Postdoctoral Fellow

Constance Delwarde

Profile

I completed my PhD on cardiovascular research, in Nantes University (France), which was awarded the 2022 best fundamental research thesis from the French Society of Cardiology.

I pursued my career with a first postdoc in Boston (USA), at the Center for Interdisciplinary Cardiovascular Sciences, Harvard, where I strengthened my skills on vascular biology, macrophages, and lipids, in atherosclerosis.

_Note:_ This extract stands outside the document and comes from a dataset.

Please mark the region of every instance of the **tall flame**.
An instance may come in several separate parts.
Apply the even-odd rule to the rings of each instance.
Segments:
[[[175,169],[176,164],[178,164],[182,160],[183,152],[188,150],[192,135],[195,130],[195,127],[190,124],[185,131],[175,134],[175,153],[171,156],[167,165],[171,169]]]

I am very glad and happy to become a Marie Curie Josep Carreras Research Fellow at the IJC, working on the role of endothelial cell in non-Hodgkin B-cell lymphoma.

Project description

ENDOFEN stems from a collaborative effort to explore the emerging subpopulation of fenestrated endothelial cells (ECs) with inflammatory properties, characterized by elevated expression of Plvap, in the context of non-Hodgkin lymphoma (NHL). This project builds on my longstanding interest in the convergence of cardiovascular research and immuno-oncology. Through ENDOFEN, I aim to examine the role of these fenestrated ECs in regulating inflammation and promoting immune cellEC interactions during lymphoma progression and metastasis, particularly in relation to chemotherapy-induced effects. The primary hypothesis of ENDOFEN is that ECs are reprogrammed into a fenestrated phenotype during cancer progression, which facilitates immune infiltration and metastasis. My approach will focus on NHL, as it is well-known that the standard treatment (R-CHOP therapy) increases the risk of metastasis, and a significant proportion of NHL patients experience relapse. Therefore, I aim to explore how fenestrated ECs influence vascular inflammation and how targeting these cells may help prevent metastasis and improve outcomes for NHL patients’ post-chemotherapy. Through four specific aims, I will study the dynamics of EC fenestration during NHL metastasis (Aim 1), assess chemotherapy’s impact on EC fenestration (Aim 2), investigate immune-EC interactions (Aim 3), and test the therapeutic potential of targeting fenestrated ECs to reduce vascular inflammation and metastasis (Aim 4). Utilizing novel mouse models (e.g., Plvap-CreERT2), cuttingedge imaging techniques, and state-of-the-art -omics technologies, I will generate a comprehensive map of the role of fenestrated ECs in NHL progression. Ultimately, this research may lead to new therapeutic strategies targeting EC subsets to reduce inflammation and prevent metastasis relapse upon chemotherapy treatment.